Tuesday, July 26, 2016

Overnight Success?


The Beatles, remember them? 

They were that little band that apparently jumped from Liverpool to stardom overnight.

One of the band’s earliest gigs was performing near military bases in Hamburg Germany. They played eight hours a day, seven days a week, for eighteen months. So the band that seemed to drop out of nowhere had already played together for an astonishing 1,200 gigs by the time their first single hit the charts.

This may seem daunting, for it appears that some youngsters come out of the starting gate and win the race. But we don't know those people--we don't like them either.

Long ago I read that it takes 20 years to make a writer.

I asked if that came with a guarantee, but no one answered.

I dove in any way.  I decided that I wanted to be a writer, and I was willing to put in the time.

It’s been a fantastic 20 years, but I am not a rich by being a writer yet, my writing doesn’t sparkle as some do, (Dear Ray Bradbury, I’m still reading and writing), no major publishing house has bought my work.

Am I a failure?

Naugh.  I have expressed myself. I have studied. I have learned something about writing, (I have found that it is an endless process), and I have found that writing helps clarify my life. I write because I want to know what I am thinking. And I write because my intuition, that part that does not think) tells me to.

Malcolm Gladwell in his book Outliners said it takes 10,000 hours to be “a world-class expert.”and he's the one who used the Beatles as an example.

"World class expert." Perhaps we don't have to be one to be successful, maybe he's wrong, or on the possibility that he's right perhaps we are willing to put in the hours.there's the catch.  And consider, maybe he's wrong.

Stephen King said, “I’ve written because it fulfilled me. Maybe it paid off the mortgage on the house and got the kids through college, but those things were on the side–I did it for the buzz. I did it for the pure joy of the thing. And if you can do it for joy, you can do it forever.”
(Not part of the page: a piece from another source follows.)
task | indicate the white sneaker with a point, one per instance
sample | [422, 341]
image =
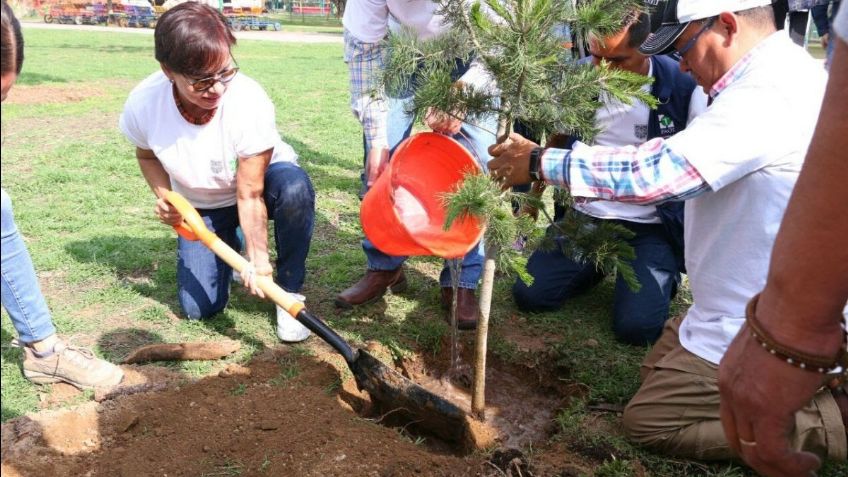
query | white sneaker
[289, 330]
“Who wants to become a writer? And why? Because it’s the answer to everything. … It’s the streaming reason for living. To note, to pin down, to build up, to create, to be astonished at nothing, to cherish the oddities, to let nothing go down the drain, to make something, to make a great flower out of life, even if it’s a cactus.”
—Enid Bagnold


“We are all apprentices in a craft where no one ever becomes a master.”
—Ernest Hemingway


(There go the "world-class experts.")


“Writers live twice.”
—Natalie Goldberg


Yep, that’s what I was saying, only they said it better.